Uno de los hombres desenchufó el cable que conectaba la escudilla de aluminio con la red eléctrica. La cena había terminado. Carvalho recorrió el local con la mirada en busca del efecto que había provocado la irrupción de los matones en los demás pobladores del local. Habían bajado la voz y el volumen de la tele, pero era evidente que se desentendían de lo que pudiera ocurrirle al extranjero solitario.
– ¿Los envía Charoen?
Le cogieron por los hombros y le señalaron la distancia más corta hasta la puerta de la calle. Carvalho sacó un montón de billetes arrugados del bolsillo y trató de avanzar en dirección a la patrona para pagar la cena, pero le detuvieron, le quitaron el dinero de la mano y uno de los matones separó sesenta baths que dejó sobre la mesa.

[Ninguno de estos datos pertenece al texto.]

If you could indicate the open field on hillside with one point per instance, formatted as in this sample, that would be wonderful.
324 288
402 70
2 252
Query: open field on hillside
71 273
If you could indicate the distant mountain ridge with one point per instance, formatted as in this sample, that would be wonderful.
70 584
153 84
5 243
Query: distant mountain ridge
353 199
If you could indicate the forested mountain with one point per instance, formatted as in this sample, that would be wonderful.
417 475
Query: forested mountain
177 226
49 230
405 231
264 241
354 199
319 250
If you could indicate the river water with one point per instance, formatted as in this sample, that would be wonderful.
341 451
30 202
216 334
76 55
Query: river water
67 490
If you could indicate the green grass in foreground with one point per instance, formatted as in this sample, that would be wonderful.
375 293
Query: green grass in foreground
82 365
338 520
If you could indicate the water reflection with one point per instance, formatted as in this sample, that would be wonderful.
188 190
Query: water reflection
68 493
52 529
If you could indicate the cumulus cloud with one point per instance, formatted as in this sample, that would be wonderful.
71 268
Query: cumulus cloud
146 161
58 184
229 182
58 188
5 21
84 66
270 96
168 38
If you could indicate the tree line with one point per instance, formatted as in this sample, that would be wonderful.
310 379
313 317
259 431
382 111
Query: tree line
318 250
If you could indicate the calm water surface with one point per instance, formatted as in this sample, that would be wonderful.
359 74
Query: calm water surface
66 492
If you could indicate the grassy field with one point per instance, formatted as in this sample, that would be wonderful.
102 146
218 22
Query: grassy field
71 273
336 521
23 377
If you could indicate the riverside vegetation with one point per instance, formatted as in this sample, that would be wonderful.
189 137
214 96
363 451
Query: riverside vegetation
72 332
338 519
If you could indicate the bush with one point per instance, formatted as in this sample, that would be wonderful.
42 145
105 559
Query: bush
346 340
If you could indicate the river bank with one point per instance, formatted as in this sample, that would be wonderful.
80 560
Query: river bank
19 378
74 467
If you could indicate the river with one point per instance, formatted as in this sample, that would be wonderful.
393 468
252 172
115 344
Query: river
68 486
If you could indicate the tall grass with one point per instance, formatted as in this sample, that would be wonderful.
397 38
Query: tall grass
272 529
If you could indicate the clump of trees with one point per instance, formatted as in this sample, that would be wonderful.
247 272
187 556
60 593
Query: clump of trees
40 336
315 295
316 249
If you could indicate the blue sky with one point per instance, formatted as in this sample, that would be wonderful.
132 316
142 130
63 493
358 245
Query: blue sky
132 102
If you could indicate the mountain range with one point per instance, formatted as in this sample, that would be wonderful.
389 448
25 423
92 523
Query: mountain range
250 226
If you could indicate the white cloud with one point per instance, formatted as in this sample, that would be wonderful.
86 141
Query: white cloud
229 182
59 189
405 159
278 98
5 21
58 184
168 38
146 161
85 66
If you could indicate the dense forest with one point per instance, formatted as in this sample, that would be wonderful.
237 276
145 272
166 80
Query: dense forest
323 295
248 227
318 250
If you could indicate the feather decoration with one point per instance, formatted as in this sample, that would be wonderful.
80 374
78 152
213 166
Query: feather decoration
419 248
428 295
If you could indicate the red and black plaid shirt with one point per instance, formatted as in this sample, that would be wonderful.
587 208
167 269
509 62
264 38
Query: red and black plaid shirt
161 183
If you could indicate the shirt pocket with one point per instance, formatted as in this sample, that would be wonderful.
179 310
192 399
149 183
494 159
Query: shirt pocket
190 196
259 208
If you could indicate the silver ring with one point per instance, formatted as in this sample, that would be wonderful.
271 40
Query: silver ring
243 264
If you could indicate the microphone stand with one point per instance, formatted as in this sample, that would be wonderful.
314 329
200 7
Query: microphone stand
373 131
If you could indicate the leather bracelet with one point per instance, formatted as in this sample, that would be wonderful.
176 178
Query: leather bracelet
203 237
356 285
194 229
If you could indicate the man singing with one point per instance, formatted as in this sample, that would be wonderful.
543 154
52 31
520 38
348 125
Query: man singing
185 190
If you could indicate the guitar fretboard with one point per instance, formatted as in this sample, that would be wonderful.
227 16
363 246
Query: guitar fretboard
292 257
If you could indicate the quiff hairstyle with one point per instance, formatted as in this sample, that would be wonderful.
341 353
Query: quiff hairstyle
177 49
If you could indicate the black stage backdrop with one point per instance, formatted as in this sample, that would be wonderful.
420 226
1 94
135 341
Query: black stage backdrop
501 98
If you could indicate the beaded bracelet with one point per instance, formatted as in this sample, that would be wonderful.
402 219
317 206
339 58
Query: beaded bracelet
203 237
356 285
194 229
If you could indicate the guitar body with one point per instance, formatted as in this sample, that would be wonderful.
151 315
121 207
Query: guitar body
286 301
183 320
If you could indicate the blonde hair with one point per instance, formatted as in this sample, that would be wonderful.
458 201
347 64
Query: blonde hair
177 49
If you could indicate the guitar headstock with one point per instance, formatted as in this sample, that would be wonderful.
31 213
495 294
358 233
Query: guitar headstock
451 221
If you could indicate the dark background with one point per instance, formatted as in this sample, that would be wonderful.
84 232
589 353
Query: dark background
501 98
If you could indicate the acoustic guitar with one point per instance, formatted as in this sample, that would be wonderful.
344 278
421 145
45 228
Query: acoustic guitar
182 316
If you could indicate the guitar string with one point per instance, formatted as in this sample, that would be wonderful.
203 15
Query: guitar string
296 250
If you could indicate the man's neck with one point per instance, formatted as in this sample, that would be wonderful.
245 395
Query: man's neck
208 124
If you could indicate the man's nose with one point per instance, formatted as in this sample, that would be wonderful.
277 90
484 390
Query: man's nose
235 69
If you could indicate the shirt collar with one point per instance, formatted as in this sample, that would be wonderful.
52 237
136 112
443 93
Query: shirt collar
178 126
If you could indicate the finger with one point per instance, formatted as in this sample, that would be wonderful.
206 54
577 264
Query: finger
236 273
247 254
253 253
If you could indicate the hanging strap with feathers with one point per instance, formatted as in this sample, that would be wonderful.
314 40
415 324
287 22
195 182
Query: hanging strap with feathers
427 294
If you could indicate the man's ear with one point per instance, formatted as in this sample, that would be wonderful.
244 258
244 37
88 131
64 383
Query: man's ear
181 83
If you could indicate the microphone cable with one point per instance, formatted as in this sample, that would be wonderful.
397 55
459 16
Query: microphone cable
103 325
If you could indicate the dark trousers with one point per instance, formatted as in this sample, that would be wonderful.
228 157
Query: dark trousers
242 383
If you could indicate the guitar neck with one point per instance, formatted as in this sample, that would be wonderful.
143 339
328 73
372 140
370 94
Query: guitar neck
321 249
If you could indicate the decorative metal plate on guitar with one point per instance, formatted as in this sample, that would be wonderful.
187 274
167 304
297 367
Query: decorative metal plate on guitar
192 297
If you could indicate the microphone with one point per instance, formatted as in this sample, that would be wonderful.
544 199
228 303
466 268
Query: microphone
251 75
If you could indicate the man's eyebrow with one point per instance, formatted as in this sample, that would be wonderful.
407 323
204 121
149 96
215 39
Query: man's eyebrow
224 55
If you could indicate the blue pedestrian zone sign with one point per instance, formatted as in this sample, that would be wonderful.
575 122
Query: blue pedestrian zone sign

La cena estaba pagada. Le devolvieron el dinero y le empujaron hacia la puerta.
– Como sigan con estos modales se van a quedar sin turistas.
No lo hubiera dicho nunca. Nada más llegar a la semioscuridad del callejón sintió un duro golpe en la nuca y un hilo de voz cortante junto a la oreja. Que se callara y que no creara dificultades. La escena le recordó a Carvalho secuencias de películas bélicas norteamericanas en las que el sargento japonés les pega un par de humillantes bofetadas a los oficiales americanos y les dice impertinentemente, directamente a la oreja, "tanaka tanaka" o algo por el estilo. Los esperaba un Dodge que parecía una suite real venida a menos y Carvalho comprobó que además de los cuatro matones iba a gozar de la compañía de otros dos, el que conducía y un muchacho desagradable que por todo recibimiento le escupió a la cara. Durante el trayecto por un dédalo de calles oscurecidas que a Carvalho le pareció un merodeo voluntario por el mismo barrio, le dijeron varias veces "tanaka tanaka" o algo que sonaba muy parecido, perfectamente entendido por el instinto de muerte del detective. Por fin, el coche frenó ante una puerta de madera revelada por la fijación de los faros y que se abrió para que el auto entrara en un patio donde alguien se había entretenido reuniendo una colección completa de las basuras de Bangkok. Acuciado por los empujones, se vio obligado a subir por una escalera adosada a la fachada del edificio y luego a recorrer un pasillo tapizado en terciopelo rojo, suelo y paredes, para desembocar finalmente en una pequeña habitación donde una única silla situada en el centro geométrico presagiaba una sesión de preguntas y respuestas en la que Carvalho no tendría casi nada que decir y mucho que recibir. Pero no hubo preguntas. En cuanto le sentaron, uno de los hombres lanzó un grito, dio un salto en el aire y un patadón suave en el hombro de Carvalho dio por los suelos con detective y silla. Y en el suelo Carvalho recibió un marco de gritos y patadas que no le hacían daño, que sólo le asustaban. Alguien le ayudó a levantarse y Carvalho mismo colocó la silla donde había estado y se sentó mientras miraba a su alrededor y asumía una situación sin salida. Una cara asiática se colocó en la posición teórica de darle un beso, pero se limitó a gritarle en inglés que madame quería hablar con él y que hiciera caso a todo lo que le dijera madame o aquella noche iba a parar a las aguas de un canal.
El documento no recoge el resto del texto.